Is it bad to move lots of files around during initial backup?

Hi, all. A month ago I got my first Synology NAS (DS1618+), and I’ve been slowly copying over every file off every old backup disk and USB drive I’ve accumulated over the years, deleting duplicates, and organizing them.

Almost immediately on purchase I set up @saspus’s Docker image and bought a Duplicacy license. I’m backing up a single repository to a single Backblaze B2 bucket. I have a truly pitiful 7.5 Mbps upload speed via my suburban cable ISP, so I knew it was going to take over a month to complete my first backup. But over that month I’ve done a lot of moving files around, adding a little new stuff, and deleting duplicates and things I don’t care about.

As the initial backup went on, the estimated time to completion got truly ridiculous, hitting almost 300 days at times. I’ve only filled up about 2 TB of this NAS, and even at 7.5 Mbps it shouldn’t take most of a year to upload everything on it. And when I started trying to solve this a few days ago, Backblaze reported that the bucket had about 40% more data usage than the Duplicacy check job reported. So right then I ran a prune job and stopped checking it for a while.
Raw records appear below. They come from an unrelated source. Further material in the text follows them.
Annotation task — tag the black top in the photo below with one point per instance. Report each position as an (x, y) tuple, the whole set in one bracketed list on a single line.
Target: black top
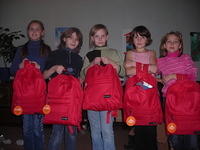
[(70, 60)]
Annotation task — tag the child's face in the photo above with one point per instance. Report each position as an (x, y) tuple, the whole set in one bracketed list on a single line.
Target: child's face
[(172, 44), (100, 38), (71, 42), (35, 32), (139, 41)]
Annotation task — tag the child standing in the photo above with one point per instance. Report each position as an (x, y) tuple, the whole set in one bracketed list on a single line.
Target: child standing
[(174, 66), (145, 131), (36, 51), (66, 57), (101, 131)]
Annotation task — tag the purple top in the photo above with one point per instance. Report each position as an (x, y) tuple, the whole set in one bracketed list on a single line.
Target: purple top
[(172, 64)]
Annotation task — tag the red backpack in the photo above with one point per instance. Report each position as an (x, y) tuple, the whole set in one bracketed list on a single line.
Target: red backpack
[(64, 101), (141, 98), (182, 109), (29, 90), (102, 91)]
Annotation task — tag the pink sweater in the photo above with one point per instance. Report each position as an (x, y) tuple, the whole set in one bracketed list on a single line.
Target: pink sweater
[(177, 65)]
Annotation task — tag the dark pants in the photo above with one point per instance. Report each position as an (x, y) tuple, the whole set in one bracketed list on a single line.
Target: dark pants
[(60, 133), (184, 142), (33, 135), (145, 138)]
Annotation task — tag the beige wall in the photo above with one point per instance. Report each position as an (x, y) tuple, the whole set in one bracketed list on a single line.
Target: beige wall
[(160, 16)]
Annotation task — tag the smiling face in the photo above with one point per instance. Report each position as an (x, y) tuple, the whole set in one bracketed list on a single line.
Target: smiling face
[(172, 43), (139, 41), (100, 38), (72, 41), (35, 32)]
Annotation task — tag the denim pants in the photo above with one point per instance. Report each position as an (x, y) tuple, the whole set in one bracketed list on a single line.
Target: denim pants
[(33, 134), (145, 138), (184, 142), (101, 132), (59, 133)]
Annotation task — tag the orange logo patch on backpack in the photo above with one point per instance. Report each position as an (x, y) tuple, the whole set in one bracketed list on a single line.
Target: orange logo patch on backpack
[(17, 110), (130, 121), (46, 109), (171, 127)]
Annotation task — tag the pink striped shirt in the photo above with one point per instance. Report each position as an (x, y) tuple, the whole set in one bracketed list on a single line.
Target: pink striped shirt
[(176, 65)]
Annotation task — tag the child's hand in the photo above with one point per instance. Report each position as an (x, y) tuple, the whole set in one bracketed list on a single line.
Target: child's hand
[(169, 77), (152, 68), (21, 65), (106, 60), (36, 64), (97, 60), (59, 68)]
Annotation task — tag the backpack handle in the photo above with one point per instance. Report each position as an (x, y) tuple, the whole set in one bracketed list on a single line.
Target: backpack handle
[(141, 68)]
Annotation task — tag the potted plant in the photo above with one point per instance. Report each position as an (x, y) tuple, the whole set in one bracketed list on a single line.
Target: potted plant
[(7, 49)]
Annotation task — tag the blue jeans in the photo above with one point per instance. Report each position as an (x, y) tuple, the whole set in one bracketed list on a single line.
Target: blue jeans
[(58, 133), (184, 142), (33, 134), (101, 132)]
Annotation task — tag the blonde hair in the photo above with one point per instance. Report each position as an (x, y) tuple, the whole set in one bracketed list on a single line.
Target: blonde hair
[(163, 50), (93, 31)]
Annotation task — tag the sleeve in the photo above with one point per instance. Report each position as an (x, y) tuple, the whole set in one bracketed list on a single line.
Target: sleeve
[(191, 69), (119, 61), (86, 63), (16, 61), (48, 63)]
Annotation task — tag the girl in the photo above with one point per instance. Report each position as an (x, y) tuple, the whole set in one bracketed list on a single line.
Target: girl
[(174, 65), (70, 45), (144, 133), (101, 131), (36, 51)]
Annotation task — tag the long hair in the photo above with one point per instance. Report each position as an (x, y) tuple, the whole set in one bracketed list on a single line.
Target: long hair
[(44, 50), (163, 51), (142, 31), (67, 34), (93, 31)]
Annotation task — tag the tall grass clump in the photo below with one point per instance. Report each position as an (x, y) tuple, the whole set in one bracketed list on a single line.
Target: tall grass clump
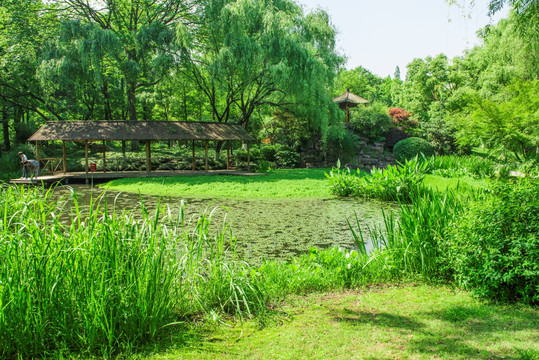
[(414, 239), (469, 165), (106, 281)]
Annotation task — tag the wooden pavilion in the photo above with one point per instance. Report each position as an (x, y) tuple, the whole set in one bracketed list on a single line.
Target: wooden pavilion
[(147, 131), (347, 101)]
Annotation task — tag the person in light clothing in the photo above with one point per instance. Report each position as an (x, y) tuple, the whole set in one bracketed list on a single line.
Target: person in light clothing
[(33, 165), (24, 161)]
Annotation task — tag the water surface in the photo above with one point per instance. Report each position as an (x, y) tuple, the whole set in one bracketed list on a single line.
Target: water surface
[(267, 228)]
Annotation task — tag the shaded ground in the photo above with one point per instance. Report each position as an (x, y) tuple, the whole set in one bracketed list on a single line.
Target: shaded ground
[(408, 322)]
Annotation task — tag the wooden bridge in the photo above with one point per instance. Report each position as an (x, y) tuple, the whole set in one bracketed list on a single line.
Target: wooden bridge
[(77, 177)]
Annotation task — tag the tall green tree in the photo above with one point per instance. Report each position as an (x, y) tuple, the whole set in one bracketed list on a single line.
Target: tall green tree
[(364, 83), (509, 123), (258, 53), (24, 26), (139, 36)]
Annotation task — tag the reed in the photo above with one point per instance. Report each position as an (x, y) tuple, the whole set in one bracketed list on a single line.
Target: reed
[(106, 280)]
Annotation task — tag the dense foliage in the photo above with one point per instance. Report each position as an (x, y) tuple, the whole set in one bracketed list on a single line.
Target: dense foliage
[(412, 147), (393, 183), (494, 247), (487, 242)]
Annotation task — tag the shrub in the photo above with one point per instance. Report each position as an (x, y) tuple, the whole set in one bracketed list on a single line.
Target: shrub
[(255, 153), (340, 143), (413, 239), (268, 153), (408, 148), (393, 136), (287, 158), (370, 122), (495, 244), (392, 183)]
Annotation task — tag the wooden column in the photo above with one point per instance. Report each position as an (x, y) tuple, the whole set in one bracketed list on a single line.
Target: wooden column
[(64, 157), (228, 155), (148, 157), (86, 156), (193, 167), (104, 157), (248, 156), (206, 155)]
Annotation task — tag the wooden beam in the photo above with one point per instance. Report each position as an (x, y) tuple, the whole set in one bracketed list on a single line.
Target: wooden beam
[(148, 157), (104, 157), (193, 167), (206, 155), (86, 156), (64, 157)]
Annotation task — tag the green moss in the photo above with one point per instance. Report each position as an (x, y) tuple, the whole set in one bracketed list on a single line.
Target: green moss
[(282, 183)]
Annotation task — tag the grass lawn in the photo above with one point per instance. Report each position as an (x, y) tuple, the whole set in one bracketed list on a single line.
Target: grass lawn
[(281, 183), (463, 184), (403, 322)]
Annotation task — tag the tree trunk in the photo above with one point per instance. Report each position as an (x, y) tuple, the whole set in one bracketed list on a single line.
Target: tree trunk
[(131, 100), (218, 147), (131, 88), (18, 126), (5, 123), (106, 96)]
Tonight Backblaze reported much closer stats to what Duplicacy reported, but the backup estimate was still many months. So I aborted the backup job and restarted it. At the moment, Backblaze reports 812 GB of storage and 161,000 files. Duplicacy reports 783 GB and 157,000 chunks. And the backup process estimates 17 days, which seems about right to upload another terabyte or so.

So, after all that, MY QUESTIONS:

  • Did I cause all that weirdness by moving stuff around during initial backup?
  • Was it actual weirdness, or just messed up estimates that would have finished in 17 days anyway if I had left it?
  • And, generally, should I stop organizing things until the first backup is done? I would think that the whole point of deduplication would be for that not to matter so much. But… now I’m not so sure.

Thanks for your time.

Do you have anyone who has faster upload speeds than you? If I were you, I’d

  1. Backup to a external HDD
  2. Ask a friend to run duplicacy copy to B2
  3. Change the backup destination to B2
  4. Do addiotional backups

iirc there are server providers who mount your own HDDs. You can ship your HDD to those providers and run duplicacy copy on the datacenters (which should usually have 1Gb+ upload speeds)
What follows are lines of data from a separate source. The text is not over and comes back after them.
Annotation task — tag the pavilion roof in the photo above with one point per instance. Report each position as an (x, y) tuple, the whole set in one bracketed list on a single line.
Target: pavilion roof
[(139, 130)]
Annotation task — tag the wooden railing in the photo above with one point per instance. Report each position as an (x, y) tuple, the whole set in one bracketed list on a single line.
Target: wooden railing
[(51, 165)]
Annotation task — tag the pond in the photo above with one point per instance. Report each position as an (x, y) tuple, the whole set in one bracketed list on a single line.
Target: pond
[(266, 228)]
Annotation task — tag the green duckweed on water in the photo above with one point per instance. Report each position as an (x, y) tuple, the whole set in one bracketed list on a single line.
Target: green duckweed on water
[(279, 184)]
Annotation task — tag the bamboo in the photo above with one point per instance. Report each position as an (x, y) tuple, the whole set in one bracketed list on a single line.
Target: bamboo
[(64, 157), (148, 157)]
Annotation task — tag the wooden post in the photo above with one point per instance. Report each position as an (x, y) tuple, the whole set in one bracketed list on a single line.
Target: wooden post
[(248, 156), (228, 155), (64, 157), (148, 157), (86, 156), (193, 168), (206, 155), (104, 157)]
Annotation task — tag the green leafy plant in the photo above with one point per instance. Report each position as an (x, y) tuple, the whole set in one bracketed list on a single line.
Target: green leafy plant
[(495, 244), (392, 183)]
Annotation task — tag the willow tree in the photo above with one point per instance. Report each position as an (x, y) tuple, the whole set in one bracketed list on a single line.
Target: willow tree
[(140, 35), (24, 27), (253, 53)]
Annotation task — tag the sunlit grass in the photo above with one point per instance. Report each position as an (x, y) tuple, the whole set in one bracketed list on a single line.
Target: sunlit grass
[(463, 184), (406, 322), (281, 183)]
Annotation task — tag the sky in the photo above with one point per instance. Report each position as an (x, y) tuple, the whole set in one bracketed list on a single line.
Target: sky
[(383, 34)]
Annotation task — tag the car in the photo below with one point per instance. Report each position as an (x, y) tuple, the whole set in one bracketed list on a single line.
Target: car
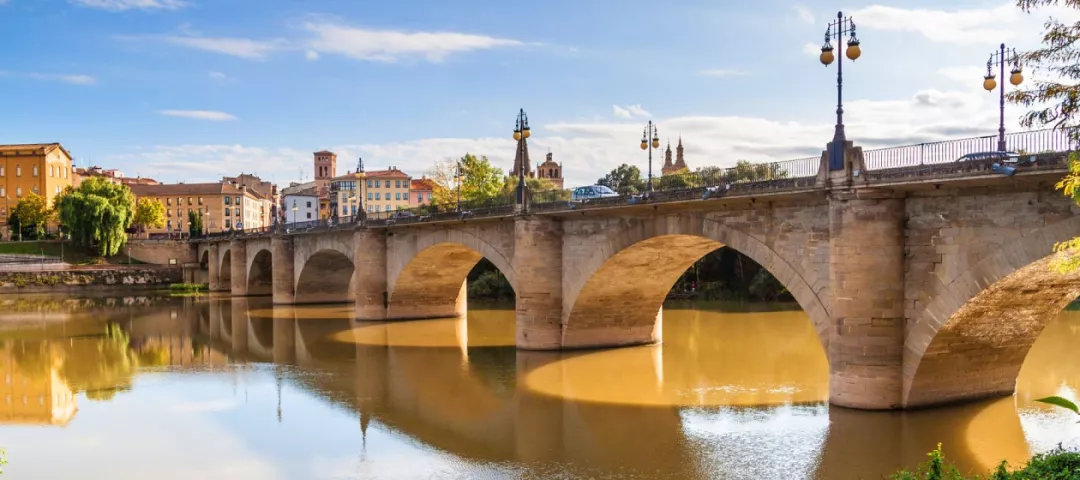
[(1008, 158), (592, 192)]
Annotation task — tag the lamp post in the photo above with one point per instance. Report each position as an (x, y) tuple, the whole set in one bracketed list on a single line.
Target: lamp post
[(999, 58), (650, 131), (522, 132), (458, 178), (837, 29)]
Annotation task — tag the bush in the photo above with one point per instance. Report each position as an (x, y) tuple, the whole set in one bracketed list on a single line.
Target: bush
[(1057, 464)]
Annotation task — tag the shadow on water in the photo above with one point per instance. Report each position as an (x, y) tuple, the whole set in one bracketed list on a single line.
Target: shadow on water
[(728, 395)]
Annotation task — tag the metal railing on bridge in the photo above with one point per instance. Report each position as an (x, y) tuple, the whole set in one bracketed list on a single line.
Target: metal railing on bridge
[(1047, 147)]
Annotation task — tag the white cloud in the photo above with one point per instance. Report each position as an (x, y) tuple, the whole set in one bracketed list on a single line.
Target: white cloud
[(199, 115), (630, 111), (73, 79), (120, 5), (391, 45), (804, 14), (234, 47), (720, 72)]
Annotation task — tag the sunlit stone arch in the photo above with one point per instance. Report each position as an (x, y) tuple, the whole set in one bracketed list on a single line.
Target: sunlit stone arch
[(427, 270), (616, 294), (972, 338)]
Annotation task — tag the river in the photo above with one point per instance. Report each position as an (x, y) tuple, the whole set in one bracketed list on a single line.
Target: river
[(218, 388)]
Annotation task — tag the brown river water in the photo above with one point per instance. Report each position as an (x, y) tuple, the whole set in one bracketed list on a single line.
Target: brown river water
[(218, 388)]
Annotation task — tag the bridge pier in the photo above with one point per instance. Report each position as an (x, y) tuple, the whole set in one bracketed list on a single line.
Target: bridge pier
[(539, 292), (215, 268), (369, 276), (238, 264), (866, 279), (284, 276)]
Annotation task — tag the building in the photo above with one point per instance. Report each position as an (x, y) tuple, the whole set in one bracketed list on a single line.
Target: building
[(421, 191), (42, 169), (264, 188), (551, 171), (678, 164), (300, 205), (225, 205), (347, 195), (325, 171), (387, 190)]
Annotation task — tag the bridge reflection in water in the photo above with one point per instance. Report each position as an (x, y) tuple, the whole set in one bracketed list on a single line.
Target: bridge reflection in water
[(726, 396)]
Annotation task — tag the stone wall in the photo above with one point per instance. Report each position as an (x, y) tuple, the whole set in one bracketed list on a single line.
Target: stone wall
[(160, 252), (48, 281)]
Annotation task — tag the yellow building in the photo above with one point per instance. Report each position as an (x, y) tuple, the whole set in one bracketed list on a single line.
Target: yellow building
[(224, 205), (387, 190), (42, 169)]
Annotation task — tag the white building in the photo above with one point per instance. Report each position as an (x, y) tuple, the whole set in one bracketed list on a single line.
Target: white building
[(300, 207)]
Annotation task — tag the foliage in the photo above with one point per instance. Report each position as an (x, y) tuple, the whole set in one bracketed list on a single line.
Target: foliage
[(1054, 100), (625, 180), (1054, 465), (1058, 401), (97, 214), (149, 213), (478, 181), (32, 211), (194, 223)]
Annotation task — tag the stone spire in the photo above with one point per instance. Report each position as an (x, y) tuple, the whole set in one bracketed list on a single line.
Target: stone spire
[(679, 160), (523, 151), (667, 157)]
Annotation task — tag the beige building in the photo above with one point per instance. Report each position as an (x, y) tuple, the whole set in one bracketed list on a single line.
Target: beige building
[(224, 205), (387, 190), (42, 169)]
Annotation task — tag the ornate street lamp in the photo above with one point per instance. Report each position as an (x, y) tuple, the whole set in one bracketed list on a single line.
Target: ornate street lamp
[(650, 131), (836, 30), (1000, 58), (521, 133)]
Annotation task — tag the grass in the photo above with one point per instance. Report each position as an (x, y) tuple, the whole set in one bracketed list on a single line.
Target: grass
[(71, 255)]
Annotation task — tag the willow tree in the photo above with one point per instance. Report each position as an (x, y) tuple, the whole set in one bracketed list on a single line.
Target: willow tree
[(1054, 98), (97, 214)]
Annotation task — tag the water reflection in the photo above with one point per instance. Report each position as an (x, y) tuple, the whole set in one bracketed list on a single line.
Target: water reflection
[(306, 392)]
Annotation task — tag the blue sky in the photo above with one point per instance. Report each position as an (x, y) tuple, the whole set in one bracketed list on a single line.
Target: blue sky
[(190, 90)]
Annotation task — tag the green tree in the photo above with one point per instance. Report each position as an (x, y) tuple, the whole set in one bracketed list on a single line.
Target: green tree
[(624, 178), (97, 214), (480, 180), (149, 213), (194, 223), (1055, 102), (32, 211)]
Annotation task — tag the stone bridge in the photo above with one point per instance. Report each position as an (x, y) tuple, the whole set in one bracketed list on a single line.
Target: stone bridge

Given my starting conditions, any of those options is far more cost and trouble than just waiting two and a half more weeks, if it indeed that estimate holds. I have the important stuff backed up in other ways for now; if my house burns down in the next 18 days, the fraction of my data lost forever will be a pittance.\

I do want to keep organizing my NAS, though, unless someone confirms that that’s a bad idea based on the issues I described above.
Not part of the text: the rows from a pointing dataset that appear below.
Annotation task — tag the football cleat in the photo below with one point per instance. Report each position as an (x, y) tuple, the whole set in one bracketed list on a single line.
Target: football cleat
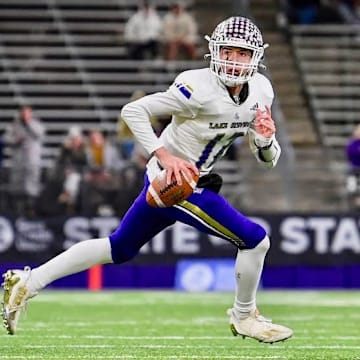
[(258, 327), (15, 296)]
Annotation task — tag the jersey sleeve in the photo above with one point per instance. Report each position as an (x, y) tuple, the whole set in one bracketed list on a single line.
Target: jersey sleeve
[(137, 115), (184, 89)]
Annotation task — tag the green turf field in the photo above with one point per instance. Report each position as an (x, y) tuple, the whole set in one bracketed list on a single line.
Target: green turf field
[(174, 325)]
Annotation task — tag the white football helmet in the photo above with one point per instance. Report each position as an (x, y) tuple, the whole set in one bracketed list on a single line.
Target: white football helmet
[(235, 32)]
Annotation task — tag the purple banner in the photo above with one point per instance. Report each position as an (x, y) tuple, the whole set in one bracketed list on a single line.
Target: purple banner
[(324, 240)]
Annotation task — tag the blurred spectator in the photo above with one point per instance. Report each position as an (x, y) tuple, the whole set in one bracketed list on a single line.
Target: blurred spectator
[(142, 33), (25, 136), (179, 32), (71, 164), (101, 182), (353, 176), (300, 11)]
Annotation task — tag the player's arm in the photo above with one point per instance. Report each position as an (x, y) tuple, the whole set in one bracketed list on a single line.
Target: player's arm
[(262, 138), (137, 116)]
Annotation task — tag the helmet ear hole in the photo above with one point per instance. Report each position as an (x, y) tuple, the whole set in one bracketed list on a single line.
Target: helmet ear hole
[(235, 32)]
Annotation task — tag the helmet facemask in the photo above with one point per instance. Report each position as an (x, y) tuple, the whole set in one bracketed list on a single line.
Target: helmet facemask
[(236, 32)]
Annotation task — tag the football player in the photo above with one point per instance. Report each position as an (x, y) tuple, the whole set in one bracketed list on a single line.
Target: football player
[(210, 108)]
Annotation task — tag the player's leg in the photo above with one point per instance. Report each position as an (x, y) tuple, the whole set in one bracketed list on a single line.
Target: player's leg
[(211, 213), (137, 227)]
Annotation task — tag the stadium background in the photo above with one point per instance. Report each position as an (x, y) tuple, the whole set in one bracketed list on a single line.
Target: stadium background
[(66, 58)]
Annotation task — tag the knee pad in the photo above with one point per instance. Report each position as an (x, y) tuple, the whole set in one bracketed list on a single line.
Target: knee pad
[(263, 245)]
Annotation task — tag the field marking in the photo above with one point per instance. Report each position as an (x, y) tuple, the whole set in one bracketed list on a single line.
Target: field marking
[(173, 297), (36, 357)]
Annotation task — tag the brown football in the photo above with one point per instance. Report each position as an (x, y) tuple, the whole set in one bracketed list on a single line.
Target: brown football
[(160, 194)]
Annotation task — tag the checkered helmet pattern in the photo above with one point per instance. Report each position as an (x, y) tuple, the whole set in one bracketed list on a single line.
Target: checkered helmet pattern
[(238, 29), (238, 32)]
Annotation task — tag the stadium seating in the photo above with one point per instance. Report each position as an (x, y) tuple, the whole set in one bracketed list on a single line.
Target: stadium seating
[(328, 57), (67, 59)]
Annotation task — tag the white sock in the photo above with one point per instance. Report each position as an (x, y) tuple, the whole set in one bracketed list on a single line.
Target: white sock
[(248, 269), (79, 257)]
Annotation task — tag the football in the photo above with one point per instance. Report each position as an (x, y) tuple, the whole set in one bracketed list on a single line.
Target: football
[(160, 194)]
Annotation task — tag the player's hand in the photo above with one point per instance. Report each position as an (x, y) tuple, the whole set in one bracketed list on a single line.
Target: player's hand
[(264, 124), (174, 166)]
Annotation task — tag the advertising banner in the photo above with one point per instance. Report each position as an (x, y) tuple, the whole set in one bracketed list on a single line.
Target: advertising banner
[(296, 239)]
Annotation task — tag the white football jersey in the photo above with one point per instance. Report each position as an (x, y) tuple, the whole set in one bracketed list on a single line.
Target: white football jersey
[(205, 119)]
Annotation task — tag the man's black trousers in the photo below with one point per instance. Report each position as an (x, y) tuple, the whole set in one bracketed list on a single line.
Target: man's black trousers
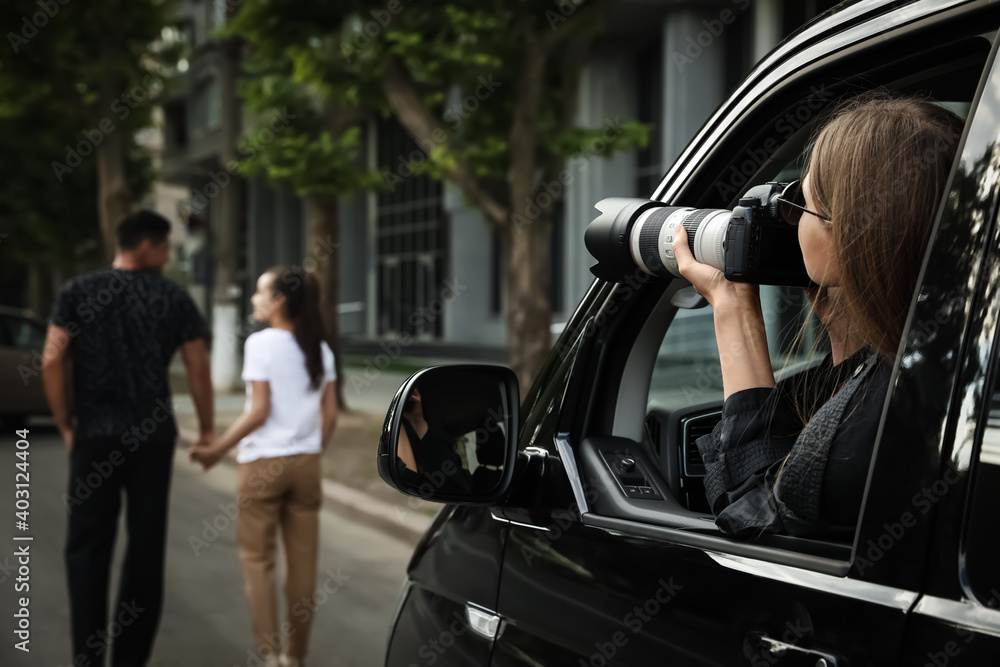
[(101, 472)]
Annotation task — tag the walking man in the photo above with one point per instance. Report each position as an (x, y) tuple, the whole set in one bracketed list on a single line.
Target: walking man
[(119, 328)]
Regarding to your doubt if moving files interferes: there is an impact, a small part of the chunks that have already been stored in storage will not be used, but my experience shows that most are used and deduplication works well.

About the difference in space reported by check and B2: I suggest configuring the bucket to keep only the last version of the files:

bucket

After finishing your first backup you would can “clean” the unused chunks with the prune command.

Yes, if you move stuff around then the estimate by Duplicacy could be too optimistic (when uploading files that have already been uploaded) or too pessimistic (if files yet to be uploaded are in fact duplicate copies).

But, I think you should use at least 2 threads if you haven’t done so. In my experience a single B2 server is capable of saturating 7.5 Mbps but the actual speed can vary a lot depending on the load. So to get a better estimate you should use 2-4 threads to connect to multiple servers.

Yes, it can cause problem, see Tarsnap - Tips for more details if you’re interested.

If you have to do live system backup with a slow link, I suggest starting with a snapshot at some time point. Once finished, it should be easier to catch up if differences between that snapshot and current status are small.